Rust + Unicode

Names in HFS+, OS X’s default filesystem, are (quoting Wikipedia) “normalized to a form very nearly the same as Unicode Normalization Form D (NFD)”. (More on “nearly” below.) This means that when creating a file with std::fs::File::create and getting its name back with std::fs::read_dir, that name may or may not compare equal to the original name in current Rust.

Most filesystems on Linux do no such normalization, the strings would always compare equal. What do you mean by “it’s NFC”?

About “nearly”, let’s quote Apple:

IMPORTANT:
An implementation must not use the Unicode utilities implemented by its native platform (for decomposition and comparison), unless those algorithms are equivalent to the HFS Plus algorithms defined here, and are guaranteed to be so forever. This is rarely the case. Platform algorithms tend to evolve with the Unicode standard. The HFS Plus algorithms cannot evolve because such evolution would invalidate existing HFS Plus volumes.

I think this is a design mistake in HFS+, but we have to deal with it. Doing Canonical (not Compatibility!) Unicode normalization helps with that, but it’s not even quite right since there’s an Apple-specific flavor of the algorithm.


This makes it sound like "no canonicalization is bad, more canonicalization fixed everything". But the Spotify story was much more subtle than that.

Their algorithm is not just Unicode normalization, it’s something called xmpp-nodeprep-03, which itself is a “profile” of stringprep. Unicode normalization is just one step of this algorithm (after "Map" (which includes case folding to lower case) and before "Prohibit" and "Check bidi"). Their problem was not failing to apply it, it was applying it more than once while their implementation was not idempotent because the Python standard library updated its unicodedata module to a new version of Unicode, and the implementation had some optimization that relied on that data being exactly Unicode version 3.2.


Serious question: what is the obvious thing? It’s not at all obvious to me. Words only have the meaning we give them, and there are so many ways to define what makes strings "equivalent".
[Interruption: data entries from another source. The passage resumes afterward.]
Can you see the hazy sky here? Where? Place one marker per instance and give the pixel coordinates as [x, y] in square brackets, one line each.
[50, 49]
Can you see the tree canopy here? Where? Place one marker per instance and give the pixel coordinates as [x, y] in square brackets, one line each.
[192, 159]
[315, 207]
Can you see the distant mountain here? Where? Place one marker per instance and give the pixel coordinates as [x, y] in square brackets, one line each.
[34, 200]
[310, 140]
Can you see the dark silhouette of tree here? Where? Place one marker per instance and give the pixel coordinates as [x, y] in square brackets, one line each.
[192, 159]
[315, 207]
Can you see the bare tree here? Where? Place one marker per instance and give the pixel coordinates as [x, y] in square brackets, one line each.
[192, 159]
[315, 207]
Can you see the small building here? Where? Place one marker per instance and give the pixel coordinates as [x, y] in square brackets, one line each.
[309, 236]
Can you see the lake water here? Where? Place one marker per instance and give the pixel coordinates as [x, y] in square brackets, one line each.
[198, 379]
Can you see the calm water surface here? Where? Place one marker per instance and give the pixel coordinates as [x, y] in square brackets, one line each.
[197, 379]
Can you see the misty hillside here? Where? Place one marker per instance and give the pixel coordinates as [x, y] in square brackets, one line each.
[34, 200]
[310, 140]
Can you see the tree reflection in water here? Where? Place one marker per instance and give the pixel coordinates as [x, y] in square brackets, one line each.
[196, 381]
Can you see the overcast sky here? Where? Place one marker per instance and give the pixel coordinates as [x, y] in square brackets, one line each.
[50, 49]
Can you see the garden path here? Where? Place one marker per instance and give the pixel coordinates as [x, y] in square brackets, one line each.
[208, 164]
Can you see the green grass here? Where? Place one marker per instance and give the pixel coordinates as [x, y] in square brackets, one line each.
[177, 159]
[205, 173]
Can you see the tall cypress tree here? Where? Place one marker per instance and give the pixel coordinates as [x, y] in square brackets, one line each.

Are the capital omega letter Ω and the Ohm sign Ω equivalent? Are lower case and upper case equivalent? In French it’s common to omit diacritics. It kinda looks wrong, but your mail is still gonna be delivered if you write Francois instead of François on an envelope. Are these equivalent? François might be mildly annoyed. But in a search engine you want to do all that and more.


So, what should we do? We can polish the API of GitHub - unicode-rs/unicode-normalization: Unicode Normalization forms according to UAX#15 rules and move it back in std. I think think that Cargo makes dependency handling easy enough that "in std" v.s. "on crates.io" is not very relevant, but if it makes some people feel better, whatever.

However I firmly believe that PartialEq for str should not use Unicode normalization or any other kind of normalization. There are so many algorithms to choose from! Canonical or compatibility? Apple-specific or latest Unicode version? Is it OK if strings that were “different” become “equivalent” when you upgrade your compiler to one that uses a newer version of Unicode?

And that doesn’t mean Rust is bad at Unicode. We give the tools for each program to use the flavor of normalization appropriate for its own use case, it doesn’t have to be an implicit default.